Para mi tía Carito, que ha partido hacia la luz.
El verano es una buena época de reflexiones para mi gremio. Cierra julio, con su Día del Abogado y la Abogada, y los birretes aventados al cielo para la fotografía que culmina estudios e inaugura la vida profesional, y entra agosto, con las nuevas generaciones estrenando las aulas de la licenciatura en derecho, y con un futuro para poner al servicio de los demás. Porque la del derecho es eso: una intensa vocación de servicio.
Por ejemplo, quienes litigan o representan intereses ajenos pasan largos días pensando casi exclusivamente en sus clientes, pensando incluso en lugar de ellos, y actuando por ellos, y se asumen como propios sus problemas. Cuando nos toca participar de la decisión judicial, incluso desde los escalafones más inaugurales de la carrera, la intensidad no es menor, aunque ya no se trata de un cliente sino de todas las partes de un juicio, e incluso de la sociedad entera, que siempre espera justicia.
La vida de la abogacía entrena poco a poco para las revelaciones y preocupaciones del alma. A veces escuchamos confidencias más reveladoras que un sacerdote y curamos el insomnio mejor que los médicos, porque ayudamos a solucionar problemas y a que la gente descanse.
Las personas ponen sus sueños en nuestras manos y en un doble sentido: las cosas que quieren lograr son sueños por alcanzar, y los problemas que quieren quitarse, es sueño por recuperar.
Elegimos una profesión muy poderosa: ni más ni menos que ponernos al servicio de la justicia y, con ello, al servicio de los demás. Dice la cuarta bienaventuranza del Evangelio: “Bienaventurados los que tienen hambre y sed de justicia, porque ellos serán saciados”. No concibo a ningún profesional del derecho, con vocación sincera, que lea esta frase y no sienta la necesidad de entregarse a esa causa y ayudar, conforme su leal saber y entender, a quienes padecen esa hambre y esa sed.
No es una vocación fácil ni pacífica, y por eso la novena bienaventuranza enaltece poéticamente sus avatares: “Bienaventurados los que padecen persecución por la justicia”. Es decir, a pesar de calumnias, tiznes y resistencias, no claudicar (como los versos de Rudyard Kipling: “Si puedes estar firme cuando en tu derredor/ todo el mundo se ofusca y tacha tu entereza, / si cuando todos dudan, fías de tu valor […]/ o, blanco de mentiras, esgrimir la verdad…”).
El andar de quienes elegimos el derecho no es sencillo, pero nos va quitando prejuicios, como se quita la broza de un sendero, porque nos brinda comprensión sobre las debilidades y los errores humanos, y eso da una sensible capacidad para entender a la sociedad con sus luces y sus sombras y, por lo tanto, de orientarla.
Tenemos un bagaje valioso para ponerlo al servicio de los demás.
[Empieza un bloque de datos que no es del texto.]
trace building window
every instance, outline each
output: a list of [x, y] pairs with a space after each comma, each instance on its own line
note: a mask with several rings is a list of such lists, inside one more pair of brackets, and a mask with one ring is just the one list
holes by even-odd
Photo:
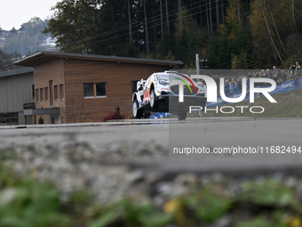
[[64, 86], [60, 85], [60, 99], [64, 100]]
[[83, 89], [86, 98], [106, 97], [106, 83], [86, 83]]
[[53, 94], [54, 94], [54, 100], [59, 100], [59, 91], [58, 91], [58, 85], [53, 86]]
[[48, 87], [44, 87], [44, 101], [48, 101]]
[[83, 90], [85, 97], [94, 97], [94, 85], [91, 83], [83, 84]]
[[40, 88], [40, 101], [44, 101], [44, 93], [43, 91], [43, 88]]
[[36, 102], [39, 101], [39, 89], [36, 89]]
[[0, 113], [0, 123], [7, 125], [19, 124], [19, 113]]
[[106, 83], [96, 83], [96, 96], [106, 96]]

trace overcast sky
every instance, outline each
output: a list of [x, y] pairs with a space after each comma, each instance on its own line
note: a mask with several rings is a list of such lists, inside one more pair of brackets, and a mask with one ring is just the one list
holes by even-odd
[[60, 0], [0, 0], [0, 27], [16, 29], [33, 17], [42, 20], [52, 15], [51, 7]]

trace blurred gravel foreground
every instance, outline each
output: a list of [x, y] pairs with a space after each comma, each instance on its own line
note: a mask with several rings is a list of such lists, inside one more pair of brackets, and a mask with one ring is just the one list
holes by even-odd
[[[63, 203], [77, 191], [88, 190], [101, 206], [131, 198], [150, 201], [159, 212], [173, 214], [169, 224], [133, 226], [302, 226], [298, 155], [272, 156], [274, 161], [269, 163], [268, 156], [250, 158], [250, 162], [244, 156], [230, 155], [193, 161], [169, 154], [169, 125], [203, 124], [202, 129], [211, 134], [218, 124], [227, 127], [234, 120], [4, 128], [0, 131], [0, 152], [2, 162], [20, 175], [54, 182]], [[257, 130], [264, 125], [260, 120], [240, 120]], [[283, 123], [269, 124], [274, 128], [274, 124]], [[241, 164], [234, 166], [234, 163]], [[3, 186], [0, 179], [0, 199]], [[5, 225], [0, 222], [0, 226]]]

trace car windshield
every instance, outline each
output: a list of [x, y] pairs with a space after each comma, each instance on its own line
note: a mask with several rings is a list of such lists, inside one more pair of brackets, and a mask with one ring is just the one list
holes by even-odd
[[163, 80], [169, 80], [169, 75], [167, 74], [157, 74], [158, 80], [163, 79]]

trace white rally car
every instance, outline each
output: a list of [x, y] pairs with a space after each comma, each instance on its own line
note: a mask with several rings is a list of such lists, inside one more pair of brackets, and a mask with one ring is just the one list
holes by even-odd
[[[179, 101], [179, 85], [183, 86], [184, 102]], [[144, 112], [170, 112], [186, 119], [189, 106], [204, 109], [207, 88], [203, 82], [194, 82], [185, 74], [165, 71], [153, 73], [137, 83], [132, 95], [133, 116], [141, 118]]]

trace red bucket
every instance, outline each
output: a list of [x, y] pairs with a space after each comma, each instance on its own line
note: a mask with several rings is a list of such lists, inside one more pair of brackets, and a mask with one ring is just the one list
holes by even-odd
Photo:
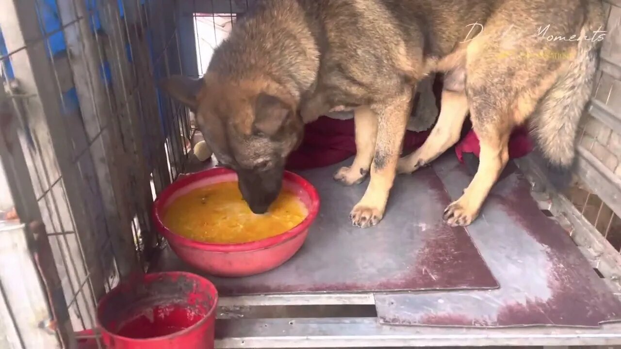
[[145, 274], [104, 296], [97, 319], [111, 349], [212, 348], [217, 301], [215, 287], [197, 275]]

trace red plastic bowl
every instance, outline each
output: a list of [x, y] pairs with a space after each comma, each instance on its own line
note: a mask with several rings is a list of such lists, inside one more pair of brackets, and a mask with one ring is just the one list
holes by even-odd
[[97, 320], [109, 349], [214, 348], [218, 292], [204, 278], [146, 274], [101, 299]]
[[319, 196], [315, 187], [295, 173], [285, 171], [284, 189], [296, 194], [306, 206], [308, 215], [290, 230], [274, 237], [243, 243], [207, 243], [177, 235], [162, 222], [166, 207], [177, 197], [195, 189], [222, 182], [237, 181], [237, 175], [215, 168], [179, 178], [160, 194], [153, 204], [153, 217], [160, 233], [173, 251], [186, 263], [219, 276], [247, 276], [281, 265], [302, 247], [309, 227], [319, 211]]

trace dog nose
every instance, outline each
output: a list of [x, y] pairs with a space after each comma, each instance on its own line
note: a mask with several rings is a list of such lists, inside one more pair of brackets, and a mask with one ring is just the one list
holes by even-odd
[[250, 207], [250, 211], [252, 213], [255, 214], [263, 214], [264, 213], [268, 212], [268, 209], [270, 208], [270, 204], [261, 202], [260, 204], [248, 204]]

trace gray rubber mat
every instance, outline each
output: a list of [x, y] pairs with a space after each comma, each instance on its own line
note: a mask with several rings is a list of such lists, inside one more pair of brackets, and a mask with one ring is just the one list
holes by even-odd
[[[470, 181], [455, 156], [433, 168], [453, 198]], [[381, 321], [393, 325], [595, 327], [621, 320], [621, 303], [561, 227], [546, 217], [514, 166], [468, 227], [500, 288], [376, 294]]]
[[[352, 187], [334, 181], [332, 174], [342, 165], [301, 173], [315, 186], [322, 202], [299, 252], [260, 275], [210, 278], [220, 294], [497, 287], [465, 230], [443, 222], [448, 194], [432, 168], [399, 178], [383, 220], [361, 229], [351, 225], [349, 213], [368, 181]], [[188, 270], [171, 255], [165, 258], [165, 269]]]

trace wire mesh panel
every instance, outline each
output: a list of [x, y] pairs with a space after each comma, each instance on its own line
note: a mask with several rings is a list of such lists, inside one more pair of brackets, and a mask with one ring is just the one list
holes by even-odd
[[592, 243], [601, 245], [600, 256], [612, 265], [605, 276], [621, 290], [621, 3], [604, 4], [606, 36], [578, 134], [579, 179], [564, 194]]
[[66, 308], [71, 329], [86, 337], [96, 300], [148, 268], [160, 242], [151, 204], [189, 152], [189, 116], [157, 88], [184, 73], [178, 8], [171, 0], [0, 5], [1, 76], [17, 123], [9, 136], [21, 150], [2, 154], [21, 158], [12, 186], [32, 191], [31, 205], [16, 198], [20, 215], [45, 225], [58, 280], [47, 285], [52, 308]]

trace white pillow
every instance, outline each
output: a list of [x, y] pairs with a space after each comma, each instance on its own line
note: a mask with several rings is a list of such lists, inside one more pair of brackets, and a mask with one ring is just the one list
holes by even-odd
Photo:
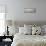
[[26, 28], [26, 27], [24, 27], [24, 34], [27, 34], [27, 35], [31, 35], [32, 34], [32, 30], [31, 30], [31, 28]]
[[39, 35], [41, 33], [41, 28], [39, 26], [32, 27], [32, 35]]
[[9, 27], [9, 35], [15, 35], [18, 32], [19, 32], [19, 28], [15, 27], [15, 26]]
[[29, 35], [31, 34], [31, 28], [19, 27], [19, 33]]
[[24, 27], [19, 27], [19, 33], [20, 33], [20, 34], [24, 34], [24, 31], [25, 31], [25, 30], [24, 30]]
[[26, 25], [26, 24], [24, 24], [24, 27], [32, 29], [32, 25]]

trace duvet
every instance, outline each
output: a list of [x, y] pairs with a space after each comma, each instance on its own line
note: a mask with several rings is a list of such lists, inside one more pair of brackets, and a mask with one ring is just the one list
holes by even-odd
[[46, 36], [16, 34], [11, 46], [46, 46]]

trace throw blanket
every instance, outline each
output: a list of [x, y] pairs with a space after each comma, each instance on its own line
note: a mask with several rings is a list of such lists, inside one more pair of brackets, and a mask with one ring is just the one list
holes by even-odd
[[17, 34], [11, 46], [46, 46], [46, 36]]

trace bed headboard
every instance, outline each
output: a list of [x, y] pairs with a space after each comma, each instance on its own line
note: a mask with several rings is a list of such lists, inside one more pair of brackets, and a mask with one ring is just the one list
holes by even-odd
[[13, 21], [13, 20], [6, 20], [6, 24], [7, 25], [18, 25], [18, 26], [24, 26], [24, 24], [27, 24], [27, 25], [33, 25], [33, 24], [36, 24], [36, 25], [45, 25], [46, 24], [46, 21]]

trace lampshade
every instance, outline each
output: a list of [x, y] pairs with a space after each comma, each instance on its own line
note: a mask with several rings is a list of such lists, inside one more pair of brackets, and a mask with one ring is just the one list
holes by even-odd
[[36, 13], [36, 8], [24, 8], [24, 13]]

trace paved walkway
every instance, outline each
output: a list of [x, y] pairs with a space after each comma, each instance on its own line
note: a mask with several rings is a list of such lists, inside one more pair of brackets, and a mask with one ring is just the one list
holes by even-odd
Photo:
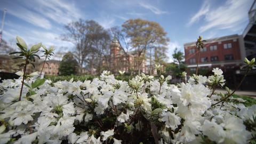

Conocemos la naturaleza humana y el mundo jurídico que la condiciona. Entendemos lo que es y lo que debe ser, o lo que debería ser. Ese “deber ser” que define lo que es legítimo, lo que está permitido, lo que está prohibido, y a lo que podemos aspirar.
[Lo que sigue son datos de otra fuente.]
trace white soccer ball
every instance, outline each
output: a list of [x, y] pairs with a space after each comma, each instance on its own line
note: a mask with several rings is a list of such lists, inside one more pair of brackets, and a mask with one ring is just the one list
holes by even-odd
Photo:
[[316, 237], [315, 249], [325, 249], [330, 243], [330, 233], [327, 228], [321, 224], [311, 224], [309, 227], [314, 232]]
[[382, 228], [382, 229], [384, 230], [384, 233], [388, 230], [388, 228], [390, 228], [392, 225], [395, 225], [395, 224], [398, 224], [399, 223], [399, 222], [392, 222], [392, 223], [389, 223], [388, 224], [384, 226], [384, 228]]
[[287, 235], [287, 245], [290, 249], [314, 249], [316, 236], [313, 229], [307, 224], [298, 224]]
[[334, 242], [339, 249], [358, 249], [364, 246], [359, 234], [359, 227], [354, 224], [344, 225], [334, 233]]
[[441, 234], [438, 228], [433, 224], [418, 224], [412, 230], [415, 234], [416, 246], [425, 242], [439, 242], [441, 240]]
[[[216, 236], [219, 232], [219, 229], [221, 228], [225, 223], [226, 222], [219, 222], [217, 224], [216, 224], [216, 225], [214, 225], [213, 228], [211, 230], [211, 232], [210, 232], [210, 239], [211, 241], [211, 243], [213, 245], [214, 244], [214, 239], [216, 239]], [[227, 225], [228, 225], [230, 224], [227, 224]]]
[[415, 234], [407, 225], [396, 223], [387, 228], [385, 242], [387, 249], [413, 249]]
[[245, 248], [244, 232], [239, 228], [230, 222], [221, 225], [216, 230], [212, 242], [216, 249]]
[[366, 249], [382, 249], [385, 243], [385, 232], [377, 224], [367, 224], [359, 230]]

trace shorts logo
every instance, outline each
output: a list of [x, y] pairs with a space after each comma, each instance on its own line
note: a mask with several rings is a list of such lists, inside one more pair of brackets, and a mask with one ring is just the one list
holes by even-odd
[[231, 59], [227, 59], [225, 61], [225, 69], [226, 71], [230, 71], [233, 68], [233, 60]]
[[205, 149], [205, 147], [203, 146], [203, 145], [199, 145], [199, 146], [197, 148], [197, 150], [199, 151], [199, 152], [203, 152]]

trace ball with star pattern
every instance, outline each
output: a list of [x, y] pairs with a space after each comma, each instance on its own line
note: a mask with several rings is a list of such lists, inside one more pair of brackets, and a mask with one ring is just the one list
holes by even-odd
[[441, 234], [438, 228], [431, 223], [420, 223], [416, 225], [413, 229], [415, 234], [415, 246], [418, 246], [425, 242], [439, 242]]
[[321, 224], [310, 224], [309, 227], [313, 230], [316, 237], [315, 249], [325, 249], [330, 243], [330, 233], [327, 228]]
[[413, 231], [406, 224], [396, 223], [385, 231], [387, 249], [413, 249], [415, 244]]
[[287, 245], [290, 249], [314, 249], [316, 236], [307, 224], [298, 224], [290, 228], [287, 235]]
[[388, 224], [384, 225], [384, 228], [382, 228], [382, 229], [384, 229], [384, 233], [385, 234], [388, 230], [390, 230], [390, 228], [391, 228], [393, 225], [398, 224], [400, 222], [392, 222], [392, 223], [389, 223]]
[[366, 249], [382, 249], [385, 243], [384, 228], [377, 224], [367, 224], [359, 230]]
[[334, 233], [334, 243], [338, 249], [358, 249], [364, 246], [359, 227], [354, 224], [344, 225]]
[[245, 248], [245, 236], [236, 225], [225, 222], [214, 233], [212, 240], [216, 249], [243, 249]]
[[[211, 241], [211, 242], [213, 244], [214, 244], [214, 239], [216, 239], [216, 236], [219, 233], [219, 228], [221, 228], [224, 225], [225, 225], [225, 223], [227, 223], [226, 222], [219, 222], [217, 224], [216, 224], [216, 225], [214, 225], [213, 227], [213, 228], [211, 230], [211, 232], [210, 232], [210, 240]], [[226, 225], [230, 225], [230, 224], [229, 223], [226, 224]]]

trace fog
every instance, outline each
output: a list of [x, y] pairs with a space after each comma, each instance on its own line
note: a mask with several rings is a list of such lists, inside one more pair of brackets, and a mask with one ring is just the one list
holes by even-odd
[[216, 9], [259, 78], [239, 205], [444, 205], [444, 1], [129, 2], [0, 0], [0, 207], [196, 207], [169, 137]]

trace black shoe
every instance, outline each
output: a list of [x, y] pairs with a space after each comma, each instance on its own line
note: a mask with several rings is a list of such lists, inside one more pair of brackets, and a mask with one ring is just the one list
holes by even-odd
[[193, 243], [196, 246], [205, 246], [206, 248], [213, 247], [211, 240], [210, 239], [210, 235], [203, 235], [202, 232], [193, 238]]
Ese “deber ser” que también necesita ser realizable y no utópico, que ha de ser tan básico como la paleta de albañil de un poema de Eliseo Diego: que le allegue al ser humano “los materiales necesarios/ para que sea feliz y se resguarde de todo daño”.
Hay palabras e ideas que son parte de nuestro bagaje profesional: justicia, orden jurídico, Estado de derecho. Una constelación de brillantes conceptos, pero a veces ahogados en un agujero negro porque ¿cómo vivimos tranquilamente en ciudades que se sienten, desde hace lustros, rodeadas de corrupción? ¿Por qué, si la sociedad cuenta con una gran comunidad jurídica, se percibe tanta impunidad?
Lo que hacemos los profesionistas del derecho, aunque a veces parezca una labor aislada o individualista, tiene un impacto transformador en la sociedad. Contribuye a fortalecer o a mermar la armonía; a la confianza social o al desaliento.
Para reorientar la brújula, valdría la pena hacer un ejercicio reflexivo en estos días: pensar que no elegimos estudiar derecho, sino que el derecho nos eligió para la causa de la justicia, y que además nos llenó de colegas para no olvidar nunca que la justicia se construye en colectivo y con solidaridad.